Is It Good to Buy Paypal Stock Now?
It’s tough to say whether or not PayPal stock is a good buy right now. The company has been doing well lately, with strong growth in both revenue and earnings. However, the stock is already fairly expensive, trading at around 35 times earnings.
That means that investors are already expecting a lot of growth from PayPal going forward. If you’re bullish on PayPal’s prospects, then buying the stock at its current price may not be a bad idea. The company still has a lot of room for growth, particularly in its international business.
And, with more and more people moving away from cash and towards digital payments, PayPal should continue to see strong demand for its services. On the other hand, if you’re worried about the stock being overvalued, then you may want to wait for a pullback before buying shares. After all, even the best companies can have down years and PayPal is no exception.
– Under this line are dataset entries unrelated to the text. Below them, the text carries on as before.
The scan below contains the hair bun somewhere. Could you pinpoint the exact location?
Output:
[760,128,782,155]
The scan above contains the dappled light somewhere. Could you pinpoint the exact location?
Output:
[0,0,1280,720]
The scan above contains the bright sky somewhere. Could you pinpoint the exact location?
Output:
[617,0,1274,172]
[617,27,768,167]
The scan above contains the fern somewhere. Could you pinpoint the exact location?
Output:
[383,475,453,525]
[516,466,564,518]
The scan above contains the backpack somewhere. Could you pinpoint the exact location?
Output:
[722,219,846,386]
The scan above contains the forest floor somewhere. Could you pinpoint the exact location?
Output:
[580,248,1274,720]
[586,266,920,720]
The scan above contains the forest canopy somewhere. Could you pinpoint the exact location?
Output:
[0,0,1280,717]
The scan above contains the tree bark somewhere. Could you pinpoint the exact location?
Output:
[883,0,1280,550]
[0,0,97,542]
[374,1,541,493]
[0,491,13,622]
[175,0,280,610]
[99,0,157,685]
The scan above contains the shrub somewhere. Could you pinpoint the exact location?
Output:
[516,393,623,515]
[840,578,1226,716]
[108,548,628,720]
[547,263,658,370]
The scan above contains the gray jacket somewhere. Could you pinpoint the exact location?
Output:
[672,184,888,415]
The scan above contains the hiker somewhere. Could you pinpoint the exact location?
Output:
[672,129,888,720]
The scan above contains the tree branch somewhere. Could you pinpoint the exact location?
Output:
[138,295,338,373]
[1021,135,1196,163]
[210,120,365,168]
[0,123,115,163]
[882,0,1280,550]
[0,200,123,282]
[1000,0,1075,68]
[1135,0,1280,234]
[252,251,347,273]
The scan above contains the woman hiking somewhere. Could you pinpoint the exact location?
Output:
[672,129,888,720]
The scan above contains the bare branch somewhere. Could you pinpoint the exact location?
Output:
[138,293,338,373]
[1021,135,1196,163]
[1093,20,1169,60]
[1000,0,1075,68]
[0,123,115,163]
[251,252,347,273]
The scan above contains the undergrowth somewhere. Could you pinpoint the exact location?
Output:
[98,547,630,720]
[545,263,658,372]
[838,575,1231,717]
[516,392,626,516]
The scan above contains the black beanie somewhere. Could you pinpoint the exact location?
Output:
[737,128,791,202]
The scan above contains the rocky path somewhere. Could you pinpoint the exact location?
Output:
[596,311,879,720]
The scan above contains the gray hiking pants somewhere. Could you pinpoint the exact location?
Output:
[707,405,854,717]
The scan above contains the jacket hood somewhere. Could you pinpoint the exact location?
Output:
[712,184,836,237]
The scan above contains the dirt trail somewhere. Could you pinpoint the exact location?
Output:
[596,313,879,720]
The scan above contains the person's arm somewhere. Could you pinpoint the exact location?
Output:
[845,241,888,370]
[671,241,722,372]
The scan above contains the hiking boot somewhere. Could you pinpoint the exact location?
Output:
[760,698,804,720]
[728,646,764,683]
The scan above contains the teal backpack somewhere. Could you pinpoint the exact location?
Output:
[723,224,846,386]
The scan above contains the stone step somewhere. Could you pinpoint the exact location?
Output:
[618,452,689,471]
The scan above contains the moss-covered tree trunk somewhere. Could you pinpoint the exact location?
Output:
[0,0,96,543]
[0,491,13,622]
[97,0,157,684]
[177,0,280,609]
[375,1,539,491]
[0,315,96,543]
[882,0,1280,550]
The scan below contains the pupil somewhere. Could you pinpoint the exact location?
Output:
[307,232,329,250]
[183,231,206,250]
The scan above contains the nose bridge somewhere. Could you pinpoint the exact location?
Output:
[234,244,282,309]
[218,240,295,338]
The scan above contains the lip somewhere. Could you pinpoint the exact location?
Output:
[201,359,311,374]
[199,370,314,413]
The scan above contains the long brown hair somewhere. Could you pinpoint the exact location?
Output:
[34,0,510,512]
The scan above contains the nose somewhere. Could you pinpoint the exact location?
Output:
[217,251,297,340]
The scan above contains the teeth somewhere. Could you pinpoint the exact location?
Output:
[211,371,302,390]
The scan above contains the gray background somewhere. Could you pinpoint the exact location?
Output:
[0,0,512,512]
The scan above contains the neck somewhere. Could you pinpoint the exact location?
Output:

So, if the market sell-off continues or worsens, PayPal stock could drop along with it.
Will Paypal Stock Ever Recover?
It’s been a tough year for PayPal (NASDAQ: PYPL) shareholders. The stock is down more than 20% since peaking in early 2018, and it has underperformed the broader market by a wide margin. PayPal’s recent woes can be traced back to two major issues: the company’s inability to capitalize on the growth of cryptocurrency, and its ongoing problems with fraudulent activity.
The good news is that PayPal appears to be taking steps to address both of these issues. Let’s take a closer look at what the company is doing to try to get its stock back on track. Cryptocurrency: Late to the Party
One of the biggest reasons for PayPal’s underperformance this year has been its late entry into the cryptocurrency market. The company announced in late 2017 that it would allow customers to buy, sell, and hold Bitcoin (BTC) and other cryptocurrencies through its platform. However, when Bitcoin prices began soaring in early 2018, PayPal was forced to pull back from its plans due to concerns about regulatory compliance.
This left many investors wondering why PayPal hadn’t moved faster to embrace cryptocurrency. After all, rival payment companies like Square (NYSE: SQ) and Robinhood had already launched crypto trading platforms, and they were reaping the rewards as Bitcoin prices soared.
Delete Paypal? Paypal's HUGE mistake! Paypal Stock (PYPL) analysis!
Paypal’s stock is down because the company missed its earnings targets for the third quarter of 2019. Wall Street was expecting Paypal to report earnings of $0.69 per share, but the company only reported earnings of $0.67 per share. This miss caused Paypal’s stock to drop by about 3% in after-hours trading.